Due to the lack of genuine VTC4's and VTC5's everyone is looking for a replacement battery and AW have just released what looks to be a great replacement! They have stock and they do ship to SA!


And the bonus is they are button top batteries which I prefer.

*AW IMR 18650 2200mah 20A $12.95*
*AW IMR 18490 1200mah 18A $9.95*
*AW IMR 18350 800mah 12A $8.95*

http://sweet-vapes.com/mod-batteries-chargers/aw.html

I have some on their way and will report back as soon as they arrive!

Reactions: Like 5


----------



## Gazzacpt (4/11/14)

Rob Fisher said:


> Due to the lack of genuine VTC4's and VTC5's everyone is looking for a replacement battery and AW have just released what looks to be a great replacement! They have stock and they do ship to SA!
> View attachment 14633
> 
> And the bonus is they are button top batteries which I prefer.
> ...


You not planning a group buy Skipper?


----------



## Rob Fisher (4/11/14)

Gazzacpt said:


> You not planning a group buy Skipper?



I want to test them first... I'm sure they will be OK but I have so much missing in the post right now I'm really nervous to make matters worse... I have 6 Fasttech orders somewhere on the planet! A crap load of Cyclones and Cyclops's somewhere between the UK and here... and 3 Woodvil Mini's, 2 Woodvil 18650's and a Grand LP/SL... and now batteries from two different sources heading my way...

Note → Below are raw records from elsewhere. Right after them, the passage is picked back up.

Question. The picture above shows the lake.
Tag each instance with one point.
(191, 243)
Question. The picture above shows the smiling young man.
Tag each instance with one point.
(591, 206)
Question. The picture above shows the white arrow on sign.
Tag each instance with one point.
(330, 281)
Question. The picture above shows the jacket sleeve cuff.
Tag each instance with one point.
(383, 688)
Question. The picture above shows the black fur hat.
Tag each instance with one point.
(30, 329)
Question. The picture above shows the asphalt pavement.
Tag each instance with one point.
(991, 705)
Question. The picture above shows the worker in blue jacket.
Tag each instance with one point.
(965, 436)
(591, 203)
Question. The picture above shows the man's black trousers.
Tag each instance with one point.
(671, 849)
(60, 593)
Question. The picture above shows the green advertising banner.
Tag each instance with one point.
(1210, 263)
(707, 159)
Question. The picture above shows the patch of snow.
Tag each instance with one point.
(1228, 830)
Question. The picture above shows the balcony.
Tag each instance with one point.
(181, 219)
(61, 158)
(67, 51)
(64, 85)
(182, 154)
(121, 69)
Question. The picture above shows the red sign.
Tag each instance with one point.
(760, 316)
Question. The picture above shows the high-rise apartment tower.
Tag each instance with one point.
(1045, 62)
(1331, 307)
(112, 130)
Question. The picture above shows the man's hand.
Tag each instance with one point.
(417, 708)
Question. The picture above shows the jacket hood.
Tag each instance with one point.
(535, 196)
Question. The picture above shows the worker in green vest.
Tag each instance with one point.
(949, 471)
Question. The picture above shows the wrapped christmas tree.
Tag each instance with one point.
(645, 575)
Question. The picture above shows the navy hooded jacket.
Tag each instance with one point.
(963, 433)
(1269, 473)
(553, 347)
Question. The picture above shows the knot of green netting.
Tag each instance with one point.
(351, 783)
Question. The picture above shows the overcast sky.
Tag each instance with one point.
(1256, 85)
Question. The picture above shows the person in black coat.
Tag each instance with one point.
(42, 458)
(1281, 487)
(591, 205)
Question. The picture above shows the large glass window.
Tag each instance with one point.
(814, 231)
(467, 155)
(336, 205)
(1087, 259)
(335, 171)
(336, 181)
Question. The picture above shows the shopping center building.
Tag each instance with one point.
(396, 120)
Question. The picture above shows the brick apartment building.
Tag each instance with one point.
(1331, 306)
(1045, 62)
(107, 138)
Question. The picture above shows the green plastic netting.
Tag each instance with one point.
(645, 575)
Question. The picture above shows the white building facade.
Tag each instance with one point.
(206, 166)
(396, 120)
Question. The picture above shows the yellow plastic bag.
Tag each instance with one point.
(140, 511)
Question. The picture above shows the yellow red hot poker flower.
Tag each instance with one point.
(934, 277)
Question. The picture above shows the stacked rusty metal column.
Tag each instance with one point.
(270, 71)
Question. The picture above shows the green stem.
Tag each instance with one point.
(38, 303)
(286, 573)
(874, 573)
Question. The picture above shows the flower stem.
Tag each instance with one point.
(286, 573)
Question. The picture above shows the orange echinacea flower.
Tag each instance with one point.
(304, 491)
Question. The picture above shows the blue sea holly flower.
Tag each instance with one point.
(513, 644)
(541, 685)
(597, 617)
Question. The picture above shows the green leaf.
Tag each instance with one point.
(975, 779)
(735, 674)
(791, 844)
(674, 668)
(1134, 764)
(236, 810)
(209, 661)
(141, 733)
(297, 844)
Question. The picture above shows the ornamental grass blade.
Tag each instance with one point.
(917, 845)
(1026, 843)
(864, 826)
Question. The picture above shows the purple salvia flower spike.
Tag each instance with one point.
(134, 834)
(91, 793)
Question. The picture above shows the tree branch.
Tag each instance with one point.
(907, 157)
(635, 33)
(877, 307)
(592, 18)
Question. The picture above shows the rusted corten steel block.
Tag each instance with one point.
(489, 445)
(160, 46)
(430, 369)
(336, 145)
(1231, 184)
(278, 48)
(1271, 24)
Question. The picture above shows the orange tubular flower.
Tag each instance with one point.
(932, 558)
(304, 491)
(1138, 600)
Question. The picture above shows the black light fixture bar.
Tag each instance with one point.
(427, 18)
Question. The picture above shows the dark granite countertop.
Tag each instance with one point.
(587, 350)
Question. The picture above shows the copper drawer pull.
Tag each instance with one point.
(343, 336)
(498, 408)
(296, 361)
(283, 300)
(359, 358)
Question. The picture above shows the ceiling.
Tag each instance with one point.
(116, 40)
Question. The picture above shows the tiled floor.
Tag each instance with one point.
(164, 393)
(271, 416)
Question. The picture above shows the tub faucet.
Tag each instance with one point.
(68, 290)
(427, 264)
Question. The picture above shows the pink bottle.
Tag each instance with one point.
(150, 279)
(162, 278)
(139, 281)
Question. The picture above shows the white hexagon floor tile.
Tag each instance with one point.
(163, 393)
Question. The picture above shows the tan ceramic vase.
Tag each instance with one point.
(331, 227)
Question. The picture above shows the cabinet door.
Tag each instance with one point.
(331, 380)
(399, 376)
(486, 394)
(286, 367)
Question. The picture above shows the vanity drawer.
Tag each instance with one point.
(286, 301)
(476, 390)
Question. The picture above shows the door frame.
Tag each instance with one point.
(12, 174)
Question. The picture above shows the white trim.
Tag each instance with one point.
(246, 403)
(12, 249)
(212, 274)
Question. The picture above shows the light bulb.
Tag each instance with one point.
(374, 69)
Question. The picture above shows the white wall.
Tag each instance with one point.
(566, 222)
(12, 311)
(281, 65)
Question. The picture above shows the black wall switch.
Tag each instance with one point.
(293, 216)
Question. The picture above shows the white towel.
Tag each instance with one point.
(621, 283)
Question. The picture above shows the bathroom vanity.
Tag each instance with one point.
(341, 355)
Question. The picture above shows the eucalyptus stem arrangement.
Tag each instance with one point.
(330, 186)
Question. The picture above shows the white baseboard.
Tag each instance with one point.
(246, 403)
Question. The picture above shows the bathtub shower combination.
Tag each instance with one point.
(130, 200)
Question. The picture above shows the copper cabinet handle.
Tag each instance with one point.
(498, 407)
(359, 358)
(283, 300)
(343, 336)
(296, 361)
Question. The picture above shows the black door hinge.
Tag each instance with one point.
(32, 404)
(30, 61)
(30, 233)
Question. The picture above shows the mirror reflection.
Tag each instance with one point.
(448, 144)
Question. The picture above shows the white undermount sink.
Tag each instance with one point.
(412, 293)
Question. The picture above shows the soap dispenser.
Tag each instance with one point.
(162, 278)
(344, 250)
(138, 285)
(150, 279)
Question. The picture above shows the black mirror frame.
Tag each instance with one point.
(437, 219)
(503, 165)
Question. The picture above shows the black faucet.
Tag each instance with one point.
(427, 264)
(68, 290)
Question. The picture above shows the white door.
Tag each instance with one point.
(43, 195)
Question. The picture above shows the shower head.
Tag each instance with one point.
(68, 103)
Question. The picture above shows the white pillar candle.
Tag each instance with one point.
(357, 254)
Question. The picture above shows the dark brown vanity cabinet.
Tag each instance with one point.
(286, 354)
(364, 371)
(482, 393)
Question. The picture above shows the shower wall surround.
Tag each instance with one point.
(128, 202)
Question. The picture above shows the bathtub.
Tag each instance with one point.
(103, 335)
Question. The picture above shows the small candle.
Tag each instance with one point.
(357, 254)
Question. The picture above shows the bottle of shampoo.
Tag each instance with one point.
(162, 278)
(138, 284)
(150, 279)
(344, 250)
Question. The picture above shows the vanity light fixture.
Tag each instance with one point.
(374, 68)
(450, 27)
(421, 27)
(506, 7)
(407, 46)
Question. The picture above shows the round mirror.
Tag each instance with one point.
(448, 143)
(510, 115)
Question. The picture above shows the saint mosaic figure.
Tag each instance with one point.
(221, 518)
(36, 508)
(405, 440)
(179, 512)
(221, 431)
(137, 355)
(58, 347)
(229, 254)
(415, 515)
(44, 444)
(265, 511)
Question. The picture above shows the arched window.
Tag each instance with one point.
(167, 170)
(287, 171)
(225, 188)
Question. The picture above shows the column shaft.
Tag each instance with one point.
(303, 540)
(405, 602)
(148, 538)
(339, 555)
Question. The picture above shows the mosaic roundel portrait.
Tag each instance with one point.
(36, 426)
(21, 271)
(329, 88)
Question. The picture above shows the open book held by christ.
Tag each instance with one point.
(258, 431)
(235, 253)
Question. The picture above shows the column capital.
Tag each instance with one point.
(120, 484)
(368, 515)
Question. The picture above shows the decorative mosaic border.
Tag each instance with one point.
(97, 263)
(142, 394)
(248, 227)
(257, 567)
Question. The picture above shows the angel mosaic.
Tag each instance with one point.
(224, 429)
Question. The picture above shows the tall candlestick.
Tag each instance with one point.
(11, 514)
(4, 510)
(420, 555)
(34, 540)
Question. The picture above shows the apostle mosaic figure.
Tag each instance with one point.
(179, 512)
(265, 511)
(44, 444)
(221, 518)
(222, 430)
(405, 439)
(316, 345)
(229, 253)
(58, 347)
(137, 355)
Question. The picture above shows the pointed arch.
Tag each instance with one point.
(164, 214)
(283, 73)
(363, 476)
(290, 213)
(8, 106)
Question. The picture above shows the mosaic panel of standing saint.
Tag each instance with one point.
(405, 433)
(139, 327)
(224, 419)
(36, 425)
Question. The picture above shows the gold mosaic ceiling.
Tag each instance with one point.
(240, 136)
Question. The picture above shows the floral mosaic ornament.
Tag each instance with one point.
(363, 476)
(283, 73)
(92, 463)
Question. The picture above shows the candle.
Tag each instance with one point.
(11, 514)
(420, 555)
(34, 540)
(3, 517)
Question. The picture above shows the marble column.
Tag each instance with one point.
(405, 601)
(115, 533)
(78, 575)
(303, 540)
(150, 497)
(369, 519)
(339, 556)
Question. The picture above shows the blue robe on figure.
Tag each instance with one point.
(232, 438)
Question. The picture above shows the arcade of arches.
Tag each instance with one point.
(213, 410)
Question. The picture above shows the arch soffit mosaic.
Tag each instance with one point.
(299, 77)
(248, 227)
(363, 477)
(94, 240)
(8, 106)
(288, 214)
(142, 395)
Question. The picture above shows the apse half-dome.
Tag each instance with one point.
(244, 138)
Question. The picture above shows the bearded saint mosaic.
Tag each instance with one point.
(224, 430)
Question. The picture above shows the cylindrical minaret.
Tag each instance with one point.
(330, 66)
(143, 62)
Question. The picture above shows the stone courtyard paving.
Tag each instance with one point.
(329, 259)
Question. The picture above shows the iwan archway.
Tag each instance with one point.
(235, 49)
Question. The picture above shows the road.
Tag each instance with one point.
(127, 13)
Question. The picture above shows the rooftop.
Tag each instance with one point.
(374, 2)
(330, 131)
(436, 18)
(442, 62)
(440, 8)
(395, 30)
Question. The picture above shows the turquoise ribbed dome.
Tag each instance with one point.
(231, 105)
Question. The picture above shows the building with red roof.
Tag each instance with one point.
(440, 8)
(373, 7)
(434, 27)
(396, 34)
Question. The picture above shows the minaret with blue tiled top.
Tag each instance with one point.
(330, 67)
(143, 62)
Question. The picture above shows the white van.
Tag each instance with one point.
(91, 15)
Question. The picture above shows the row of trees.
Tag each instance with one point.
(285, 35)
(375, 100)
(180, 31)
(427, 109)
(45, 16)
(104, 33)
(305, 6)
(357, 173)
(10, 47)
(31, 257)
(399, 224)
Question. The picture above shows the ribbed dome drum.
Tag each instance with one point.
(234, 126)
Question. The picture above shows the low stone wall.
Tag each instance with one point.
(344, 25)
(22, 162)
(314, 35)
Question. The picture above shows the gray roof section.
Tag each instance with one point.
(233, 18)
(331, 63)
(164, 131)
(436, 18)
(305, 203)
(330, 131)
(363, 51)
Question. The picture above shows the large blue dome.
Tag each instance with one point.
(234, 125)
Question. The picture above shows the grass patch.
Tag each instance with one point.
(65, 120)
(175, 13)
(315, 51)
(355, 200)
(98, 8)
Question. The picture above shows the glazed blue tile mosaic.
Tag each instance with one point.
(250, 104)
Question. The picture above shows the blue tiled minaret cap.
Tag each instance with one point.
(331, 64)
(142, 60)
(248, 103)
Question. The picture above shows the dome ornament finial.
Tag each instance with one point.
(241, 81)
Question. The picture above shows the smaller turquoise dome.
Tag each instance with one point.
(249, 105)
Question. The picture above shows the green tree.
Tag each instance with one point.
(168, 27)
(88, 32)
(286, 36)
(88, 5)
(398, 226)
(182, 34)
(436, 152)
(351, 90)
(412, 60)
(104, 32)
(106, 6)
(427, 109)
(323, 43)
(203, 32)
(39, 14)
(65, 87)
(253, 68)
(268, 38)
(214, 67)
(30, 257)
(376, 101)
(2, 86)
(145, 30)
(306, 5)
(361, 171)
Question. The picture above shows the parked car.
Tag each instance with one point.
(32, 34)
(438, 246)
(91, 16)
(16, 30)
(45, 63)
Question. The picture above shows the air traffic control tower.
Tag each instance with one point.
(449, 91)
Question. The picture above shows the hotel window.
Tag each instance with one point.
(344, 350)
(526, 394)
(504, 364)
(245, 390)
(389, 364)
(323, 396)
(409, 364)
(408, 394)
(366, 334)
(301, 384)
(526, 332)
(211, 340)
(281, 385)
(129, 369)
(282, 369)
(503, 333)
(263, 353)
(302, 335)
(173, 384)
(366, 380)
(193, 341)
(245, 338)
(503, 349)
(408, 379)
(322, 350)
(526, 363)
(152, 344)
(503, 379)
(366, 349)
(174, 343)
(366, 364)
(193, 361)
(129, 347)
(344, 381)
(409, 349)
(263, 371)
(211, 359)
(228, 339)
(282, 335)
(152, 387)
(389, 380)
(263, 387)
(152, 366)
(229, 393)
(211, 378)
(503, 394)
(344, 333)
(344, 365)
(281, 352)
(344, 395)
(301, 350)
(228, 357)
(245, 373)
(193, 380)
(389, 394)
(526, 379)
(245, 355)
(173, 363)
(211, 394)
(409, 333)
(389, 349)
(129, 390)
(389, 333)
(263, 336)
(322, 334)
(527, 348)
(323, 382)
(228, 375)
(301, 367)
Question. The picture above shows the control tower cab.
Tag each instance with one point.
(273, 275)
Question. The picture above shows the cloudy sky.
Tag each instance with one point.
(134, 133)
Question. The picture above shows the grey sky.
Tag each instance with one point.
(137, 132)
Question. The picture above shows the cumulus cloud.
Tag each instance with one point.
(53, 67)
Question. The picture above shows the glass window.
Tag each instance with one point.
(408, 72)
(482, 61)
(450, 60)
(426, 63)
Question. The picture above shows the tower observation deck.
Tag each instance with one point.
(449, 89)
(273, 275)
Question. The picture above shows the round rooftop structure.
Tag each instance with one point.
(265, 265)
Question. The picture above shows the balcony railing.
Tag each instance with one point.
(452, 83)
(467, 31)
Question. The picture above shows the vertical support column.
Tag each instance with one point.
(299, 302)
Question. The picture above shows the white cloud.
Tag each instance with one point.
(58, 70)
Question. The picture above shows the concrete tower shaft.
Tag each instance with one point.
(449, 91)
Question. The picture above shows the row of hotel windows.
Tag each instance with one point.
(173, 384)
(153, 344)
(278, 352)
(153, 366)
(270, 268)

When they all arrive and I get to test the batteries then maybe a group buy.

Reactions: Like 2


----------



## Gazzacpt (4/11/14)

Rob Fisher said:


> I want to test them first... I'm sure they will be OK but I have so much missing in the post right now I'm really nervous to make matters worse... I have 6 Fasttech orders somewhere on the planet! A crap load of Cyclones and Cyclops's somewhere between the UK and here... and 3 Woodvil Mini's, 2 Woodvil 18650's and a Grand LP/SL... and now batteries from two different sources heading my way...
> 
> When they all arrive and I get to test the batteries then maybe a group buy.


Holy moly and here I'm only waiting on 1 ft parcel to arrive lol.
The good news is it moved today, only got shipped beginning of sept.

Reactions: Like 1


----------